No team-mate ever confirmed this conversation.
At his presentation as a Malaga player Joaquín took the microphone and told this joke: “There’s a guy up in the stands for a Malaga Champions League match and he sees an empty seat. The woman next to it says ‘you can’t sit there!’. “The fella says: ‘Why!?’ . And the woman says: ‘That’s my dear husband’s seat, he sat there all his life but he’s dead and can’t be here now’.
“So the fella says: ‘Don’t any of your family come and join you now he’s gone?’ And the woman says: ‘No, none of them’. “So he says: ‘Why on earth not?’ and she says: ‘They’re all still at the funeral.’”
This is the Joaquín who, when Chelsea fancied buying him, and it was alleged the winger’s dad had been seen in South-west London, answered journalistic enquiries with the phrase: “No, my old man’s at home on the sofa watching TV with the backside hanging out of his trousers as usual.”
Interviewed on club TV he was asked his favourite hobby. “Tennis!” the bold Joaquín claimed. Completely straight-faced.
In the background, off camera, is the sound of Julio Baptista corpsing with uncontrollable giggles. “You’ve never played tennis in your life!” the Brazilian says, now crying with laughter.
Joaquín, not an ounce of shame, admits on camera while folding over into happy fits of glee: “Not only that! I don’t even know if it’s a racket or a bat or how you hold it properly …”
Last week it was Joaquín’s goal assist which let 10-man Betis beat David Moyes’ Real Sociedad.
Tomorrow, injury and ill-fortune permitting, he’s coming back to the Mestalla.
Honestly, now that he’s back from exile in Serie A it’s going to be like one long “farewell” tour around La Liga.
Please, everyone, just pass him the ball. Then hand him the microphone.
Stegen them in from all over
IN CASE you didn’t manage to see it I should point out that Barcelona’s keeper Marc André ter-Stegen was caught out, again, from massively long distance on Wednesday night.
Roma’s Alessandro Florenzi looked up, thumped the ball from nearly his own half and the effort soared over the young German at the Olympic Stadium to give Romulus and Remus’ boys a draw.
“It was craziness but I thought: ‘I’ll try it!’” the full back admitted after the 1-1 draw.
In case you’ve not been following previous episodes, Ter Stegen was similarly embarrassed in the Spanish Supercup when, playing the sweeper-keeper role which Barcelona hold sacrosanct, he headed the ball clear only to see Athletic Club’s Miki San Jose thump it right back over his head from at least 50m out.
Nor is the now injured Claudio Bravo exempt. When possession was lost by Sergio Busquets in Barcelona’s first home Liga game, against Málaga, the visitors’ Juan Carlos cracked a first time half volley over the Chilean’s head only for the ball to land on the roof of the net rather than in it.

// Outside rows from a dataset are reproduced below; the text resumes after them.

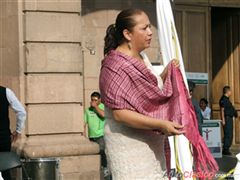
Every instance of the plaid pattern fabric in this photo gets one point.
(126, 83)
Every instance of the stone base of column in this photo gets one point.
(79, 157)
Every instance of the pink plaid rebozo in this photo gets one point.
(126, 83)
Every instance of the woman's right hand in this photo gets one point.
(172, 128)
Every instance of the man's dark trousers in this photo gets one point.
(228, 133)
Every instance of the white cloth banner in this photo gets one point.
(181, 157)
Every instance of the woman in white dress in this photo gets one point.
(205, 110)
(134, 146)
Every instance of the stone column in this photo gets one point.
(51, 49)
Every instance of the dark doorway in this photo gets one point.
(225, 25)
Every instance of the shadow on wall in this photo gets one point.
(89, 6)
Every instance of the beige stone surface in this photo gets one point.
(80, 164)
(58, 146)
(81, 176)
(57, 27)
(52, 88)
(92, 64)
(53, 57)
(91, 83)
(53, 5)
(54, 118)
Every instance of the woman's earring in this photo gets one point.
(129, 45)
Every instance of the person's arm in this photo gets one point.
(222, 115)
(139, 121)
(18, 108)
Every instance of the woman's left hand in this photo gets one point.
(175, 63)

It’s a bombardment. Whether this comes directly from teams’ tactical briefings when coaches say: “Shoot for goal from any distance if a Barça move breaks down or you spot the keeper too far off his line,” or from individual player craftiness, a trickle threatens to become a deluge.

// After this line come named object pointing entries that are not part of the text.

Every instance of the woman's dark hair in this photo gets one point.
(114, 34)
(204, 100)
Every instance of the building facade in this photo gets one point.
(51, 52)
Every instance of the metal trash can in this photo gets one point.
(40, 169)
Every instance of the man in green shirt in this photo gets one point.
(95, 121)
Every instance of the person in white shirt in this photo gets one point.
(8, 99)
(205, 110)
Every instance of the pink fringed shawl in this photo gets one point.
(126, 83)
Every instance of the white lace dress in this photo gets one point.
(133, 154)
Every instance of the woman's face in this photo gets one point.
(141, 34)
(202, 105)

Worse, ter-Stegen looked as if he’d been scalded by criticism after the Supercup defeat and, as a result, stayed pegged to his line last Saturday when Atlético broke free down the middle and Fernando Torres scored without him coming out to challenge.
The German, pictured, can’t do right for doing wrong.

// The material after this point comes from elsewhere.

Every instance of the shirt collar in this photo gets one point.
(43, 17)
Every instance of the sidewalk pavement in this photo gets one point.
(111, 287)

“That guy could shoot a hundred times again like that and he’d never score,” Stegen said in Rome post-match.
Okay, maybe. Barcelona press high and will absolutely require their keeper to patrol far outside his penalty area in order to squeeze space and play like a sweeper.
But when I asked Luis Enrique about it he was clear. It’s not liberty to roam as far as you want whenever you want. It’s a judgment thing. Position based on possession of the ball.
The system is fine, the risk is massively worth it. But, right now, this talented young keeper is about a metre wrong here and there and it’s costing him goals.